H2O2 is a key signaling chemical in plants, playing a vital role in indicating physiological conditions and stress reactions. Monitoring H2O2 concentrations is therefore plants essential for understanding plant health. In a recent study, a PEG-crosslinked poly (methyl vinyl ether-alt-maleic acid (PMVE/MA) hydrogel MN patch was developed for in-field sampling, demonstrated rapid H2O2 sensing (Fig. 3) (Wu et al., 2024). These MNs were developed using the micro molding method, resulting in hydrogel MNs with a round shape and a diameter of 17.5 mm, which facilitated quick extraction of sap from plant leaves. For H2O2 detection, optical detection technology was employed using a portable colorimeter. The colorimeter measures the absorbance of light by the extracted sap samples, allowing for the quantification of H2O2 levels based on observed color changes. When the sap containing H2O2 reacted with a specific reagent in the colorimeter, a color change occurred, corresponding to the concentration of H2O2. This was then compared to the known standard sample. This method provides a rapid, non-invasive, and accurate means of assessing H2O2 levels in plants, offering a practical and efficient way to monitor plant stress responses in real time. The ability to quickly and accurately measure H2O2 levels in the field enhances our capability to manage plant health and stress, ensuring timely interventions and better crop management.

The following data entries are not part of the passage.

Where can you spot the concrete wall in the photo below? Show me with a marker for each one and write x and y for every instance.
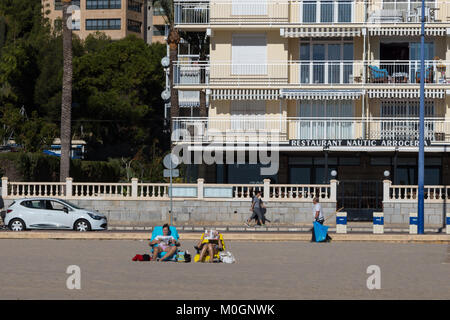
(189, 212)
(398, 213)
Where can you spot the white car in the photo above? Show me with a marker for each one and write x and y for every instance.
(49, 213)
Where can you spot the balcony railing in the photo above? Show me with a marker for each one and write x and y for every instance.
(270, 128)
(188, 12)
(318, 72)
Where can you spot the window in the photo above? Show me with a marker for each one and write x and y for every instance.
(328, 11)
(158, 11)
(248, 115)
(134, 26)
(159, 30)
(59, 4)
(134, 5)
(402, 121)
(318, 119)
(75, 24)
(405, 108)
(246, 51)
(102, 24)
(249, 8)
(103, 4)
(34, 204)
(307, 170)
(57, 205)
(330, 62)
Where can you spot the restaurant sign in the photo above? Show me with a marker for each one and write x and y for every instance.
(355, 143)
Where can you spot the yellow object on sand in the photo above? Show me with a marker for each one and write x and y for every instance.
(207, 257)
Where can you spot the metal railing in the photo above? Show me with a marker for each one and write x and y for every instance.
(271, 128)
(188, 12)
(314, 72)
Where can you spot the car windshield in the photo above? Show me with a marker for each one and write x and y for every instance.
(70, 204)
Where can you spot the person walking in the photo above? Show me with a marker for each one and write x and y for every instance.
(318, 216)
(257, 210)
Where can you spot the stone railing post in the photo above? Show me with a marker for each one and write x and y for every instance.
(333, 190)
(68, 187)
(200, 186)
(134, 187)
(4, 187)
(447, 222)
(266, 191)
(378, 222)
(413, 223)
(386, 188)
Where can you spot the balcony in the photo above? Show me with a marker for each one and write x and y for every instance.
(314, 73)
(263, 128)
(406, 12)
(307, 12)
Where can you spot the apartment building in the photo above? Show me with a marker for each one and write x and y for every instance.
(335, 82)
(116, 18)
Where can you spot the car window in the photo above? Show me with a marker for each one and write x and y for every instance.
(33, 204)
(57, 205)
(48, 205)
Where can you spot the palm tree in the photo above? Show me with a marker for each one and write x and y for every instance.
(199, 43)
(66, 104)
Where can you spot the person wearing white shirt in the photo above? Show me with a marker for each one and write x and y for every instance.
(318, 216)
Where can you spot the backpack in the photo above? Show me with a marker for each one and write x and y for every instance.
(227, 257)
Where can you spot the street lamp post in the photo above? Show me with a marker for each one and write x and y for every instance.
(420, 205)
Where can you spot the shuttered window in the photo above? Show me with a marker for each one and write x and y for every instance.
(249, 8)
(248, 115)
(249, 54)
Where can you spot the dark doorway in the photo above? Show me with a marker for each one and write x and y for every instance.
(360, 199)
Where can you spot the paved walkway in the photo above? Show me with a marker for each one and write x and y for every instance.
(237, 236)
(264, 270)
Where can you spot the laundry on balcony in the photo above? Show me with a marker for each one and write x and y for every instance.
(406, 31)
(315, 32)
(386, 16)
(405, 93)
(429, 75)
(321, 94)
(244, 94)
(377, 75)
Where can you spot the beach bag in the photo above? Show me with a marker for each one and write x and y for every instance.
(320, 231)
(226, 257)
(181, 257)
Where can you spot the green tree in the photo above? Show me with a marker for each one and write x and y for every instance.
(119, 86)
(66, 103)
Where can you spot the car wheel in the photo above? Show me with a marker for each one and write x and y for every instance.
(82, 225)
(17, 225)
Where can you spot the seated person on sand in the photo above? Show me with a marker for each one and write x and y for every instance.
(165, 243)
(211, 242)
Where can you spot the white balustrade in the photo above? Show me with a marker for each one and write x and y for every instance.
(406, 193)
(310, 72)
(303, 193)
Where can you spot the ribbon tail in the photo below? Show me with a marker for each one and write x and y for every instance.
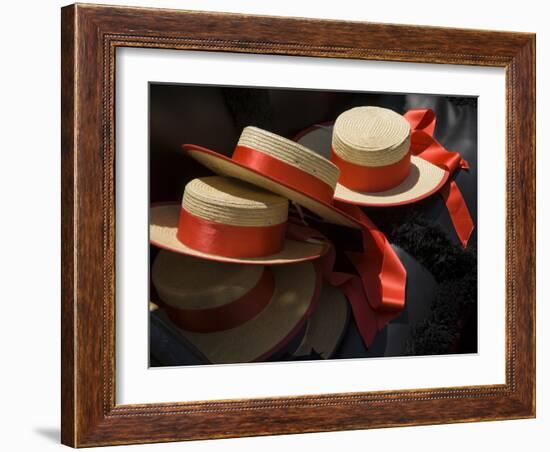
(378, 294)
(458, 211)
(364, 315)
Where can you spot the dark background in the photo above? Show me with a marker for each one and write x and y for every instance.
(441, 312)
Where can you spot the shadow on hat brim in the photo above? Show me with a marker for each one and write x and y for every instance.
(224, 166)
(326, 325)
(424, 179)
(297, 290)
(163, 226)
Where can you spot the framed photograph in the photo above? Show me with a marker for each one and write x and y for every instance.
(282, 225)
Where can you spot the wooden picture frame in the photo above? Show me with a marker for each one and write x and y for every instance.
(90, 36)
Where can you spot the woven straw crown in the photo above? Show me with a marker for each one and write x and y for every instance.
(186, 282)
(291, 153)
(371, 136)
(229, 201)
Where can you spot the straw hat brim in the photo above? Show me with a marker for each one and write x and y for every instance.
(297, 289)
(222, 165)
(423, 180)
(163, 225)
(326, 325)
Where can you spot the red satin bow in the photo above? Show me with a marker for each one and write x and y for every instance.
(377, 295)
(425, 146)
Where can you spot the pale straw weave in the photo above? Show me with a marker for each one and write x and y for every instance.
(371, 136)
(230, 201)
(291, 153)
(294, 293)
(186, 282)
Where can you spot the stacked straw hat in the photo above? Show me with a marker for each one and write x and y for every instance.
(371, 147)
(281, 166)
(229, 312)
(234, 313)
(230, 221)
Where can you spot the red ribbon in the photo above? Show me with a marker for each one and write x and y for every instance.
(377, 295)
(229, 315)
(285, 173)
(371, 178)
(424, 145)
(229, 240)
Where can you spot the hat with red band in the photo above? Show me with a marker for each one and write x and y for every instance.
(228, 220)
(386, 159)
(249, 313)
(371, 146)
(285, 167)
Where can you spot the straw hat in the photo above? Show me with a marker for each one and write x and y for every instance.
(326, 326)
(371, 146)
(228, 220)
(220, 309)
(281, 166)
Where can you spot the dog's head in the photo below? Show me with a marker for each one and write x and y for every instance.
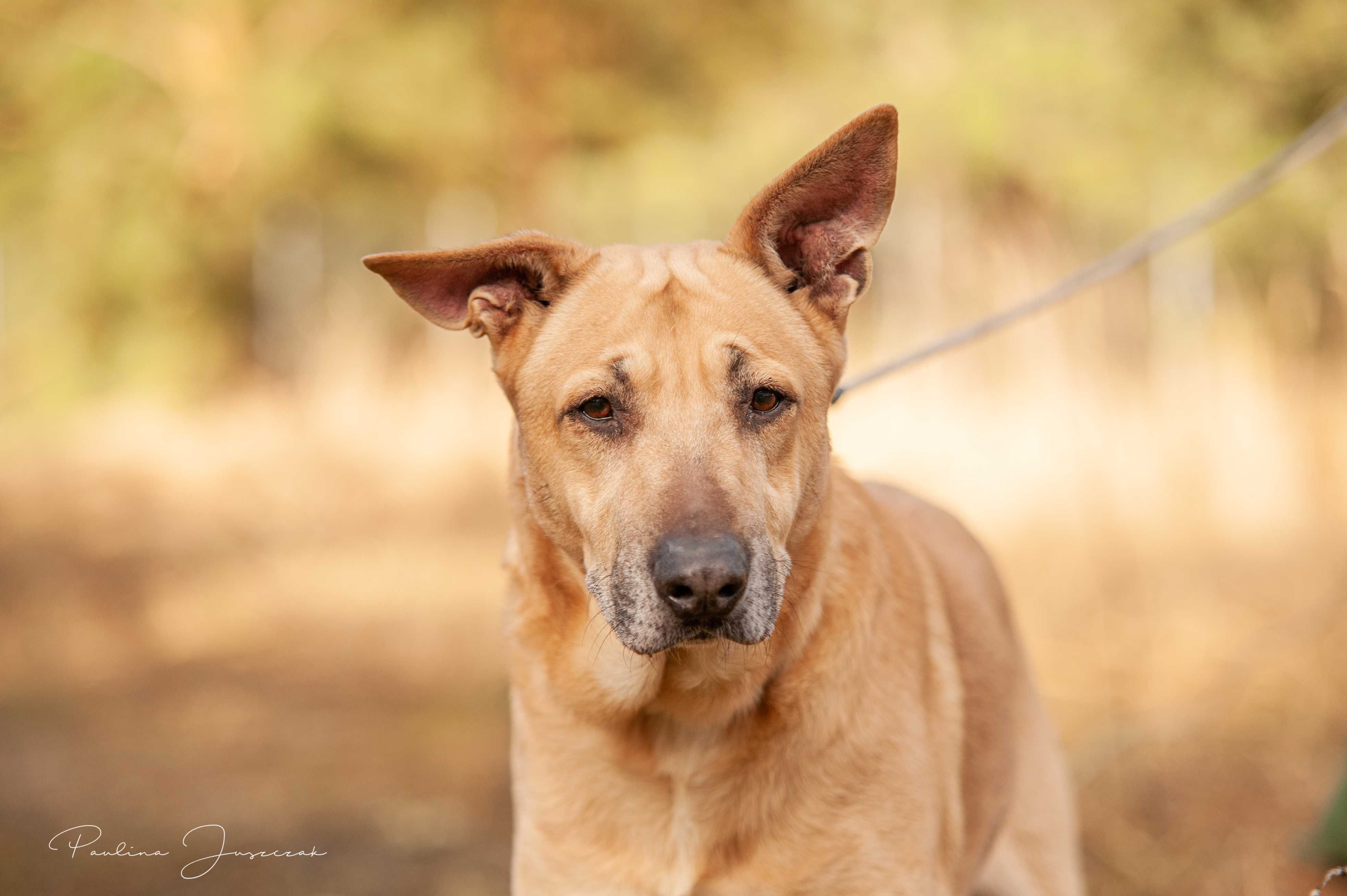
(673, 401)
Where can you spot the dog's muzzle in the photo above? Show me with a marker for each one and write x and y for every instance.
(701, 577)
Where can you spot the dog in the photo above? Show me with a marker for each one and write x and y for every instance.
(736, 670)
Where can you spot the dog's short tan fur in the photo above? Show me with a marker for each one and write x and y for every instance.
(864, 723)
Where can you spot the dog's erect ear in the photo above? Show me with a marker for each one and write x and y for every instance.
(813, 227)
(486, 287)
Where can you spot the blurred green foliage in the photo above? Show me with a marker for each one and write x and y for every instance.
(142, 142)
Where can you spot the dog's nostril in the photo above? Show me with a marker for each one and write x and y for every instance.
(702, 577)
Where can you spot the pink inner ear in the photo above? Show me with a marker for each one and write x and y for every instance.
(818, 219)
(486, 286)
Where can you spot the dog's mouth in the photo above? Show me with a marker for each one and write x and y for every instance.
(647, 624)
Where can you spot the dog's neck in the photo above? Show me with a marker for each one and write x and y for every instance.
(565, 655)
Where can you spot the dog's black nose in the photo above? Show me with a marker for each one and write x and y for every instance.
(702, 577)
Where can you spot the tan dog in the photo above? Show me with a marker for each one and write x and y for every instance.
(735, 669)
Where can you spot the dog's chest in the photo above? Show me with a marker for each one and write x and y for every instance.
(683, 759)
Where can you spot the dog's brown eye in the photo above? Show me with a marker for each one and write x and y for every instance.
(597, 409)
(766, 401)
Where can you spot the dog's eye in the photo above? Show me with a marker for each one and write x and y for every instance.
(597, 409)
(766, 401)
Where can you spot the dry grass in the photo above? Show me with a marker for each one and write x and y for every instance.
(279, 612)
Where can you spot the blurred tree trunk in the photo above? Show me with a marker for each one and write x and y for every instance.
(1333, 836)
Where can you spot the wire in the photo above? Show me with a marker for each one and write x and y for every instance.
(1312, 141)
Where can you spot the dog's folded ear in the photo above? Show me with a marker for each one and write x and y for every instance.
(813, 227)
(486, 287)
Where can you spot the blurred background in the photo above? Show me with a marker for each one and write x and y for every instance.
(251, 506)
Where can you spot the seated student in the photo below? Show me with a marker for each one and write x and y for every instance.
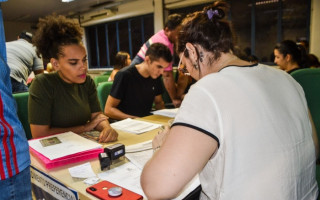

In a study led by Parrilla and group, hollow MN arrays (HMNs) were fabricated using a high resolution 3D printer based on stereolithography (Parrilla et al., 2024). These designed MNs exhibited a tip diameter of 25.9 ± 3.7 µm and a side hole diameter on the MN of 228.2 ± 18.6 µm, allowing for the extraction of > 10 µL apoplast fluid. The HMNs were integrated with graphite based screen-printed electrodes (SPEs) modified with specific materials such as Prussian blue (PB), PB with Gox, and polyaniline (PANI) to detect H2O2, glucose, and pH, respectively. These sensors are capable of gently penetrating plant tissues to access apoplast fluid, enabling the collection of samples for precise analysis. Within the sensing system, a paper-based electrochemical cell assists in allowing smaller molecules to reach electrodes while trapping larger interfering molecules that could disrupt electrochemical reactions. PB, for instance, facilitates the reduction of H2O2, generating a measurable current directly proportional to the H2O2 concentration. Similarly, GOx catalyzes the oxidation of glucose, with the resulting product detected electrochemically. The pH sensor measures the proton concentration, correlating it with the pH of the sample. However, the broad applicability of the system to detect a wide range of biomarkers may be influenced by the sensitivity and selectivity of the integrated electrochemical sensors. Variations in these factors could potentially impact the accuracy of the measurements obtained. Further refinement and validation of the sensor technologies are necessary to ensure robust performance across diverse plant samples and environmental conditions.
Fig. 3.
a) PEG-crosslinked PMVE/MA Hydrogel MN patch, b) photography of MN patches employed on a plant leaf, c) structure of colorimeter, d) swelling rates of different MN materials (Wu et al., 2024).
Detecting metabolites
The analysis of abscisic acid (ABA) in trace amounts within plants is crucial due to its significant role as a natural growth that inhibits plant growth (Kishor et al. 2022). To facilitate the monitoring of this metabolite, a MN array sensor has been developed, featuring microelectrodes made from Au@SnO2-vertical graphene (VG) on a tantalum (Ta) substrate (Wang et al., 2021). Herein, VG film acts as an electrocatalyst, while Au@SnO2 nanoparticles serve as specific active sites for detecting ABA. The Au@SnO2-VG layers were directly grown on Ta wires using direct current (DC) arc plasma jet chemical vapor deposition (CVD), enabling quantitative detection of ABA through direct electrocatalytic oxidation. Upon exposure to ABA in plants, the Au@SnO2 nanoparticles on VG nanosheets catalyze the electrocatalytic oxidation process, leveraging the numerous catalytic active sites provided by the nanoparticles combined with the excellent conductivity of VG nanosheets. The sensor operates effectively within a pH range from 4 to 7, offering a response concentration range spanning from 0.012 (or 0.024) to 495.2 µM, and a detection limit ranging between 0.002 and 0.005 µM. Despite demonstrating high selectivity, repeatability, reproducibility, and long-term stability, potential issues remain regarding cross-reactivity with other compounds present in plant tissues that could potentially interfere with accurate ABA detection. Addressing these concerns through further validation studies under diverse environmental conditions and with various plant species will be essential to ensure the sensor’s reliability and applicability in practical agricultural settings.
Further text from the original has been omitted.